MANAGEMENT OF SUBCLINICAL WARTS
Subclinical genital HPV infection (i.e., anogenital HPV infection without evident exophytic warts) may be identified via colposcopy, biopsy, acetic acid application, laboratory identification of HPV serology, or other methods. However, early treatment of subclinical lesions has not been shown to favorably affect the course of HPV infection in patients or their sex partners with regard to reduction in HPV transmission rates, symptoms, and recurrence. It is therefore not recommended that colposcopy, acetowhite staining, or other methods be used to screen for subclinical warts in a general patient population or in patients with a history of genital warts.1,14 Patients who have a history of warts are presumed to have latent HPV infection and should be counseled about the importance of cervical cancer screening.

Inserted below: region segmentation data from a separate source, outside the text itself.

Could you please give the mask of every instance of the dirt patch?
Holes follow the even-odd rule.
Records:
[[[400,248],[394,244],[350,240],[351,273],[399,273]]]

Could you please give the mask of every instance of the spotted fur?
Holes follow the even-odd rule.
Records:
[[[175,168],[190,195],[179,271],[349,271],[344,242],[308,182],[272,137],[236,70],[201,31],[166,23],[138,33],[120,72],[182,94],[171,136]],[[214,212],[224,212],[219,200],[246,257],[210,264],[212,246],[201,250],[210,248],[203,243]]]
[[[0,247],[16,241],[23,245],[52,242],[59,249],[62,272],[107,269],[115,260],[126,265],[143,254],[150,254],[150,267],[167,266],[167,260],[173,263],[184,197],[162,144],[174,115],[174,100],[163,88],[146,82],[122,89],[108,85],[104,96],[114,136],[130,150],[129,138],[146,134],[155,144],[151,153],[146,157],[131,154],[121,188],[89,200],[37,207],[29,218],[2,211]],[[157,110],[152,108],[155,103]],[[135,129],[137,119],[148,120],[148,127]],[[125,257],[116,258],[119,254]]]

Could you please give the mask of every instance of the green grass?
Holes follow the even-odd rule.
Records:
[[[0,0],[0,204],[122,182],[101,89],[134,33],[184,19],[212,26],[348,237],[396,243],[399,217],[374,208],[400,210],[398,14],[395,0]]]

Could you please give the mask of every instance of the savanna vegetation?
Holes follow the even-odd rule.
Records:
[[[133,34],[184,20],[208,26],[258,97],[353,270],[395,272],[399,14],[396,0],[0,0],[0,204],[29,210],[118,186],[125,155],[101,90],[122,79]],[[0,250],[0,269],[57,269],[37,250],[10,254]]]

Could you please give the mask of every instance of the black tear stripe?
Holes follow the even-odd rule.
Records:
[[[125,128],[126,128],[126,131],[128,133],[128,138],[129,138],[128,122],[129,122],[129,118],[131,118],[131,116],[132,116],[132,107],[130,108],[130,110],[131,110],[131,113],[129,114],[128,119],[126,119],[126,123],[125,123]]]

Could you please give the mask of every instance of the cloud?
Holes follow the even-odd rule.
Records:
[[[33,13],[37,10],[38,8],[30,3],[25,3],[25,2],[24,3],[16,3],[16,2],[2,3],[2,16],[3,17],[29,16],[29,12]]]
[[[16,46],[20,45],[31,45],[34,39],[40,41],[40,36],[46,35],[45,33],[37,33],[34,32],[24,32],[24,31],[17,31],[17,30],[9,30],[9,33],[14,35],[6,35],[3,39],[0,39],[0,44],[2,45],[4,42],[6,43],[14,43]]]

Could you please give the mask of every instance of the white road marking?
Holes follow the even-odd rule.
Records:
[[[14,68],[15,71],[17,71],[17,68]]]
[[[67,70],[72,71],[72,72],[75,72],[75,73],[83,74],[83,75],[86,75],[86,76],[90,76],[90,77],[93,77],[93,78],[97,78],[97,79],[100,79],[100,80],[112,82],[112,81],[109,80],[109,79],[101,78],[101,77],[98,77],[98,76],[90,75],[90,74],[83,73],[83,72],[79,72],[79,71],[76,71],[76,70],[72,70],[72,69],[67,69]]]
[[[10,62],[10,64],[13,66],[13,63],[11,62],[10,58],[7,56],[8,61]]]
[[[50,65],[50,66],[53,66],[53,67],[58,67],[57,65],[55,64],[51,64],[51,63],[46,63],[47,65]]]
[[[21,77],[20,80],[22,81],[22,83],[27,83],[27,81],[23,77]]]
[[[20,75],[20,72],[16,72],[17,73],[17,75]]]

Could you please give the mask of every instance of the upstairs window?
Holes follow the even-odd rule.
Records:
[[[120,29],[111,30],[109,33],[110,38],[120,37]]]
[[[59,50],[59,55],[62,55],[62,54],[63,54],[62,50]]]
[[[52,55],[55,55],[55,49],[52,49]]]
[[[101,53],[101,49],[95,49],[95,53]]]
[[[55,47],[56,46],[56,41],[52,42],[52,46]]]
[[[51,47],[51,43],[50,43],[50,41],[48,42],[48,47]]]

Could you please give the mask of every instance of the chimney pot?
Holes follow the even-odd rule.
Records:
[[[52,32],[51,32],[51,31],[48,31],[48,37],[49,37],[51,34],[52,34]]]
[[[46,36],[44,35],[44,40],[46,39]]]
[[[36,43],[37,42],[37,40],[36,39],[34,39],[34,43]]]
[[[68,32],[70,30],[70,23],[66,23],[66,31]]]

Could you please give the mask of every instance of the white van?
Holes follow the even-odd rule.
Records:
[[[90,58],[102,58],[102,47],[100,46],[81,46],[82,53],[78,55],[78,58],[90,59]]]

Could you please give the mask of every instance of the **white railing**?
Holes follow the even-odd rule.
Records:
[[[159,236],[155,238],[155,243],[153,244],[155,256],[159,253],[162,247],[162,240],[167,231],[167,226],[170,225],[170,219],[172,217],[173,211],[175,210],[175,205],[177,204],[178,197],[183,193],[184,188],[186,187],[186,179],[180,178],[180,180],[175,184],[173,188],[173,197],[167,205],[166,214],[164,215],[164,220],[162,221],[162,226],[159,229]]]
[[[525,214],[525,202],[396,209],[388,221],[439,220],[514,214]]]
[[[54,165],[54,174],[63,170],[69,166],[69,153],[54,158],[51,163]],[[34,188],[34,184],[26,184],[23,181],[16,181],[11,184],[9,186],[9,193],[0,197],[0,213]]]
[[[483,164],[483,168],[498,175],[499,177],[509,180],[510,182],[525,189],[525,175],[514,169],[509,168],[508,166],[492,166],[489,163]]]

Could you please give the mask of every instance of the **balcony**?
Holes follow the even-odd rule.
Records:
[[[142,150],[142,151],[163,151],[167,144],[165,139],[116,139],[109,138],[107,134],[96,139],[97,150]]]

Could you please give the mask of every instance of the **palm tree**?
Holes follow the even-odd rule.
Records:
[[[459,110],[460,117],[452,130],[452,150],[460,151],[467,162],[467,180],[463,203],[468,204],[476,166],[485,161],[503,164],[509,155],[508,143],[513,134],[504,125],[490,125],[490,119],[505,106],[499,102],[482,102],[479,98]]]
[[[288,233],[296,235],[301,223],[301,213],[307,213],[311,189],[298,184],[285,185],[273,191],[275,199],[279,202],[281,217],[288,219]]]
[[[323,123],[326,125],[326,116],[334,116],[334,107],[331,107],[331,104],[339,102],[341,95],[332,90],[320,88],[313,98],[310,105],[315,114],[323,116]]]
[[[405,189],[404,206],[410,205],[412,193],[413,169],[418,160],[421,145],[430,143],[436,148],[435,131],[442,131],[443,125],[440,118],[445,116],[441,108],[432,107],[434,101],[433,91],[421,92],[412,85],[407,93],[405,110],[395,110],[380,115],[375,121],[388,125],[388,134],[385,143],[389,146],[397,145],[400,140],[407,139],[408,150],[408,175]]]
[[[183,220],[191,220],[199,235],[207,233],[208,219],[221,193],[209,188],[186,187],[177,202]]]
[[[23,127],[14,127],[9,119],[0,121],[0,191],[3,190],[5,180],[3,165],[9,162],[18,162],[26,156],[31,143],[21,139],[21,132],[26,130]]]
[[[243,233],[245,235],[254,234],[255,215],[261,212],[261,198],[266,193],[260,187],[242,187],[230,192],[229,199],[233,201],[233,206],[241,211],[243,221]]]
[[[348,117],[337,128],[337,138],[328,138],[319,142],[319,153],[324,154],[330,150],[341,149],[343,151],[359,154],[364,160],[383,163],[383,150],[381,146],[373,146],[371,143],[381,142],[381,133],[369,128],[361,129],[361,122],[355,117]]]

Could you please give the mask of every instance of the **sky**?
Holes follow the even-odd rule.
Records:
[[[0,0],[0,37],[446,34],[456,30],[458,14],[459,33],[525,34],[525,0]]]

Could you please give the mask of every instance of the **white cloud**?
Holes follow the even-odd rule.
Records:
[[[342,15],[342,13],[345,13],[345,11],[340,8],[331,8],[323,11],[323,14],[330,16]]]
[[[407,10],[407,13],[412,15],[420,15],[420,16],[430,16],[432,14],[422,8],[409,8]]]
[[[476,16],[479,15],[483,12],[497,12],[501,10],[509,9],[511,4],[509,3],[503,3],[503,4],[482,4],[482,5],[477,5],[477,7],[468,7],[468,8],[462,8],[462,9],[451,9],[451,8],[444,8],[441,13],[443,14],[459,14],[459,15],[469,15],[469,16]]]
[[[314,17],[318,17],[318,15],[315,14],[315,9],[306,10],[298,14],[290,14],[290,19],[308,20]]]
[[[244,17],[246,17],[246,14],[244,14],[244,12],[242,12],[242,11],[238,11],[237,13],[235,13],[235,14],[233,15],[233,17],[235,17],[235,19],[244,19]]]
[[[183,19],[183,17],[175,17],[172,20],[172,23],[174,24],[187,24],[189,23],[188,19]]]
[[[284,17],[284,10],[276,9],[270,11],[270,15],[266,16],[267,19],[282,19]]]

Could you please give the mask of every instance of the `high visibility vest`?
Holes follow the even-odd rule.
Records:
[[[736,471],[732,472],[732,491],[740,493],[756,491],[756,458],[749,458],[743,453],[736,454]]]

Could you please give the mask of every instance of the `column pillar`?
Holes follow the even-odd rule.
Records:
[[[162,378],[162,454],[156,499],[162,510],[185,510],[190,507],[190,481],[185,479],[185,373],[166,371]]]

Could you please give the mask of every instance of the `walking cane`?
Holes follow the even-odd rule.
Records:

Podophyllin, podofilox, and fluorouracil should not be used in pregnant patients because of possible teratogenicity. Imiquimod is not approved for use in pregnant women, although treatment with this agent can be considered after informed consent has been obtained.14 TCA has been used in pregnant patients without adverse effects. Surgical excision, cryotherapy, and electrocautery are appropriate treatment options during pregnancy if treatment is necessary. Some guidelines indicate that cryotherapy is safe if only three to four treatments are given, based on an older case series of 34 pregnant women demonstrating the safety of some cryotherapy treatments.16 The goal of treatment in pregnant women primarily is to minimize neonatal exposure to the virus by reducing the number of lesions present during delivery. Anogenital warts and laryngeal papillomatosis are potential complications in infected children.
Patients with suppressed cell immunity associated with organ transplantation, HIV infection, or other conditions may have a poorer response to treatment for genital warts, increased relapse rates, and a higher risk of dysplasia.